“He could miss.”
“Nah, he’s not gonna miss.”
“He could miss.”
This conversation, however apt for Sunday’s Seahawk playoff win, actually took place last June on the top row of the grandstand by the 17th green at Chambers Bay Golf Course, the back of which directly overlooked the teebox on 18, that day, that Sunday of the U.S. Open.
Dustin Johnson had teed off there, minutes before, hitting a monster drive, and then he hit a wedge in, needing one putt to win the Open. A two-putt would force a playoff with Jordan Spieth. A three-putt, well hell, you know what happened.

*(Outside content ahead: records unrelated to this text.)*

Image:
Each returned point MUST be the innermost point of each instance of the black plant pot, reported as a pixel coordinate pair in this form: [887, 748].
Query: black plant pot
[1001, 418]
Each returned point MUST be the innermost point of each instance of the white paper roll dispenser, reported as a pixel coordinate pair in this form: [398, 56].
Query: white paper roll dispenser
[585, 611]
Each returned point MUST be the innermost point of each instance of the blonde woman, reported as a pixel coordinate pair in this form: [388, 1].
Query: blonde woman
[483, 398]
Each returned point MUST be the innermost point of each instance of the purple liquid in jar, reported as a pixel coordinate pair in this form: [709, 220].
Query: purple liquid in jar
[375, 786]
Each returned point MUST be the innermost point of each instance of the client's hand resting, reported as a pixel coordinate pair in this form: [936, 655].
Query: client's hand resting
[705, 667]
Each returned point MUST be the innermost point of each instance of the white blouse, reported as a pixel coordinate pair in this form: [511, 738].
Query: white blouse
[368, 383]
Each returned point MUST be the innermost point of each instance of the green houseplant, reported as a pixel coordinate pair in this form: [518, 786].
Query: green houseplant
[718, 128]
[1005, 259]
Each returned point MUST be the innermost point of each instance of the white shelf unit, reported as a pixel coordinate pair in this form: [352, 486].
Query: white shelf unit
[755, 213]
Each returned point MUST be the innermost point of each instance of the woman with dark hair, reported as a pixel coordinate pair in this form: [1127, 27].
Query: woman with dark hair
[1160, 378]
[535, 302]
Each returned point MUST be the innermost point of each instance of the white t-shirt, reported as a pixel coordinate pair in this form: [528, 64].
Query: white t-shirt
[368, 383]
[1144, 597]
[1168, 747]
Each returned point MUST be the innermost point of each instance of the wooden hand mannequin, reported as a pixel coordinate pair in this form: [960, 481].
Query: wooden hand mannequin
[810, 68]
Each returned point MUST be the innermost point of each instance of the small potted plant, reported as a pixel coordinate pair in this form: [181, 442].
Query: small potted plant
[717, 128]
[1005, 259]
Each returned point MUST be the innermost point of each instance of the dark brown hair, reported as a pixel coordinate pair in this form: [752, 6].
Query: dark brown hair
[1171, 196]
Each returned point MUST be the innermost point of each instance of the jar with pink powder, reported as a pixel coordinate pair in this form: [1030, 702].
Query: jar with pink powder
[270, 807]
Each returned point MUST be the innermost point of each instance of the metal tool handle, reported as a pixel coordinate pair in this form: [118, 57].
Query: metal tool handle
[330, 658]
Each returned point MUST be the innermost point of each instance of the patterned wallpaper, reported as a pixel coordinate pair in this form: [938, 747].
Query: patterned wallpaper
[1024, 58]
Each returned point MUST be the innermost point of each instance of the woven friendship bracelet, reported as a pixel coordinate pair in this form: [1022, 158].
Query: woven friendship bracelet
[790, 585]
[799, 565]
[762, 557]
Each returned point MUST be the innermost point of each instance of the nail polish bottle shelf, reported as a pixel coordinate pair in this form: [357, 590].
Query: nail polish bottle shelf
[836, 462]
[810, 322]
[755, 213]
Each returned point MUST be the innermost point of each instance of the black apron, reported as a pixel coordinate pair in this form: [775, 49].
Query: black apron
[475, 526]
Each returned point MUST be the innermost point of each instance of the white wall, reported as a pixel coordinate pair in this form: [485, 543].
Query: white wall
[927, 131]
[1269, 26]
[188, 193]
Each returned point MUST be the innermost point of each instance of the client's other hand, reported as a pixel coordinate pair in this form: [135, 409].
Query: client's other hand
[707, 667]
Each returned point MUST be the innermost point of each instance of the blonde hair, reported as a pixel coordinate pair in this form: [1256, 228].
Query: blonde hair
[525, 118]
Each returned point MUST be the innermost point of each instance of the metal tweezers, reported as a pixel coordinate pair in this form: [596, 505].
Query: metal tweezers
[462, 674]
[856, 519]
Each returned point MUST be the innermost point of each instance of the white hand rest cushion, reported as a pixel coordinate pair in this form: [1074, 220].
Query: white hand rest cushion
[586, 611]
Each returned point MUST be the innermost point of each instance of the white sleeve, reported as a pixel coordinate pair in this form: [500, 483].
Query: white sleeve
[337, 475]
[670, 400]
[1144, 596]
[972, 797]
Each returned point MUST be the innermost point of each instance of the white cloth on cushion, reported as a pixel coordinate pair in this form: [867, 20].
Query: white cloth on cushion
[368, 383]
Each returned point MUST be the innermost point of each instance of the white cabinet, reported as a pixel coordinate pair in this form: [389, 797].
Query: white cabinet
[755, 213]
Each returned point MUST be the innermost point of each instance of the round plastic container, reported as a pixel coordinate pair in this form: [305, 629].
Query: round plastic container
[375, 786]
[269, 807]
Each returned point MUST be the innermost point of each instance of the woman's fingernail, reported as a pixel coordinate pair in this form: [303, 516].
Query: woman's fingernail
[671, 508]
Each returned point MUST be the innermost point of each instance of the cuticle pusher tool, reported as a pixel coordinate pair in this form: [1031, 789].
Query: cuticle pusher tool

The other half of that conversation in the grandstand was a shooter from an out-of-state paper, equipped with a ridiculously long lens on his camera through which he could actually see Johnson putting on 18. I had a radio feed in my ear, and I knew the roar of the gallery 450 yards up the course would tell me just as well.
“He could miss,” I said, as DJ readied to putt. The photograper had no rooting interest, insofar as wanting Johnson to win, but he wanted him to make the putt so there wouldn’t be a playoff on Monday. He’d won the drawing earlier in the day in the press tent for the newsies that would get to play Chambers Bay Monday with the Open setup.
“Nah, he’s not gonna miss,” he said. Johnson missed, the worst outcome for the guy — a playoff, it looked like, and no round for the press hacks. And then Johnson missed the comebacker, and our shooter was a happy man, almost as happy as Spieth.
Nobody thought Blair Walsh, a really good kicker, could miss the chip-shot field goal to win the game for the Vikings. He missed, and the Seahawks, like Spieth, got a win they were lucky to have. Is it true Walsh’s family immediately changed their names, moved out of Minnesota to someplace warm, and hired people to make sure Daddy never found them? That’s cold, right there.
While the Hawks were playing in sub-zero weather, Spieth was on Maui, winning a golf tournament by eight strokes. Pretty good player, Spieth is, but that’s pure luck right there.